(OSV News) — While the head of Russia’s Orthodox Church backed President Vladimir Putin’s attempts to put down a military rebellion, a Catholic bishop in Ukraine warned current events presented “both hope and danger” for his own country.
“Today, when our brothers are fighting and dying on the fronts, selflessly fulfilling their duty, and when the enemies are making every effort to destroy Russia, any attempt to sow discord in our country is the greatest crime, with no justification,” Patriarch Kirill said in a national message June 24. The Orthodox leader spoke as troops from the Wagner Group, a mercenary force, were advancing toward Moscow, after seizing the strategic southern city of Rostov-on-Don. By late evening June 24, The Associated Press reported that the Wagner Group’s boss, Yevgeny Prigozhin, claimed he had halted his fighters and they were turning back.
Meanwhile, a Catholic bishop in Ukraine told OSV News that the Wagner Group’s forces could represent an even worse threat to his country, and he urged Catholics worldwide to pray God would “lead events in a good direction.” “We are in shock — no one foresaw such a turn of events, just as no one expected war a year ago,” said Auxiliary Bishop Jan Sobilo of Kharkiv-Zaporizhzhya said in a June 24 interview.

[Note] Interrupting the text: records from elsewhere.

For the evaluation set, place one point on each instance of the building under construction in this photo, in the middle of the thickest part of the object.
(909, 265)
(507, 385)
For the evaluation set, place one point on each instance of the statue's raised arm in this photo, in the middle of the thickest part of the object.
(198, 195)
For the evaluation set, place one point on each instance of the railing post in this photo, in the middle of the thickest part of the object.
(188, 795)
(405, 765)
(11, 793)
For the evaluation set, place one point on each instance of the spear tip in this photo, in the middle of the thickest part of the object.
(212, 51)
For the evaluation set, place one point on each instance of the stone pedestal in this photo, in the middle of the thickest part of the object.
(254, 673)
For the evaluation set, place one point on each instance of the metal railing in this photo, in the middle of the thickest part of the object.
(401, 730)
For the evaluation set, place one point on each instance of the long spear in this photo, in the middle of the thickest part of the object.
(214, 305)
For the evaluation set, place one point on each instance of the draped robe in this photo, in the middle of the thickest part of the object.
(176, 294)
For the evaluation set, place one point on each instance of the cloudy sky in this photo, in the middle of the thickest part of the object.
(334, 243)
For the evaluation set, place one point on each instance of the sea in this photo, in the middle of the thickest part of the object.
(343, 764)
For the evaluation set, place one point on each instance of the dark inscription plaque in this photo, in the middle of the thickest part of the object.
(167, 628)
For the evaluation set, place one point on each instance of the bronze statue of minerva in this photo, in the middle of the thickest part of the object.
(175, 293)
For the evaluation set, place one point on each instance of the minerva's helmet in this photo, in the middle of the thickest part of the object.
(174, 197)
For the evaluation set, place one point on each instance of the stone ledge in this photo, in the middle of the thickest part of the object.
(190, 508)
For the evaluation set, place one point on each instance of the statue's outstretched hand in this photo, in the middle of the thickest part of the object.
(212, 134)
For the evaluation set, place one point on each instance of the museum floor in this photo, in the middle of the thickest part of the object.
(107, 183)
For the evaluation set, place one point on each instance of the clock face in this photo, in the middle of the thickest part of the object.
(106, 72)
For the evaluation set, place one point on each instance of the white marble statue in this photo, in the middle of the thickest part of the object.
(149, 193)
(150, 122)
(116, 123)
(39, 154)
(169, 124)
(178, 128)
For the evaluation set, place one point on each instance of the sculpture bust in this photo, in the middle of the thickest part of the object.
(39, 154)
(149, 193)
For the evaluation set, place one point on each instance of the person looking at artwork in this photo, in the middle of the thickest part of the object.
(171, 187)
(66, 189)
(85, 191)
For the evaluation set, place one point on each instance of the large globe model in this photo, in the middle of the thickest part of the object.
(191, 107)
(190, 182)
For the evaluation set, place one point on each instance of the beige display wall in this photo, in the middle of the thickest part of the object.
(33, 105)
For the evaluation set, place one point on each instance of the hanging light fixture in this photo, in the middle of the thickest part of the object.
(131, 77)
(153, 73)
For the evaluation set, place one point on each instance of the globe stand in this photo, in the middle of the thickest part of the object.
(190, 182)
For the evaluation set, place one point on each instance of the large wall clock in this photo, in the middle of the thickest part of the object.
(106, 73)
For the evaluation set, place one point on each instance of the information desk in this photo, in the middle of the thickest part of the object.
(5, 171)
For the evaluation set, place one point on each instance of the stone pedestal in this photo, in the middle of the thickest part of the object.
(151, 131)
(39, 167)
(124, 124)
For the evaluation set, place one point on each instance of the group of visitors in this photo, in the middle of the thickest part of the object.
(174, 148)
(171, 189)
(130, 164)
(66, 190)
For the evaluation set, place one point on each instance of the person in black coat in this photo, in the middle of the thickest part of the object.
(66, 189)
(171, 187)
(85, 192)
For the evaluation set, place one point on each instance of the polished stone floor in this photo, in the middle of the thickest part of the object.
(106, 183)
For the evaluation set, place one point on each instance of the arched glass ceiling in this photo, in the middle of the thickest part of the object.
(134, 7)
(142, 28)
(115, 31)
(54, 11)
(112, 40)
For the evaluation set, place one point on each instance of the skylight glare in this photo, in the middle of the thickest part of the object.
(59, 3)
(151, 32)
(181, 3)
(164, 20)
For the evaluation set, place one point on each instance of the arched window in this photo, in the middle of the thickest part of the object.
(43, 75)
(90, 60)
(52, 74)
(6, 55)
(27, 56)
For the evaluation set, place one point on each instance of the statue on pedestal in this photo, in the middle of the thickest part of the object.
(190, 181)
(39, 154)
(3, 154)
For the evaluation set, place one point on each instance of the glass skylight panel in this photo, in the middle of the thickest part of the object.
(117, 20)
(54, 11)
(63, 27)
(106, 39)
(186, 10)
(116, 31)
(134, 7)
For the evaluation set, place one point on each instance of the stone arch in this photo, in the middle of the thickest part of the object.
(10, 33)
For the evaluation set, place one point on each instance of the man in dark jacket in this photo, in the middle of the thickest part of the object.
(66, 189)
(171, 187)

“The fact that some of Russia’s armed forces are now taking action against their own Defense Ministry offers hope for Ukraine — that we could win this war sooner than we thought,” the bishop said. “But while any country becomes momentarily weaker when confronted with internal problems, there are also grave dangers of destabilization — and where there’s destabilization, unforeseen processes could be set in motion.”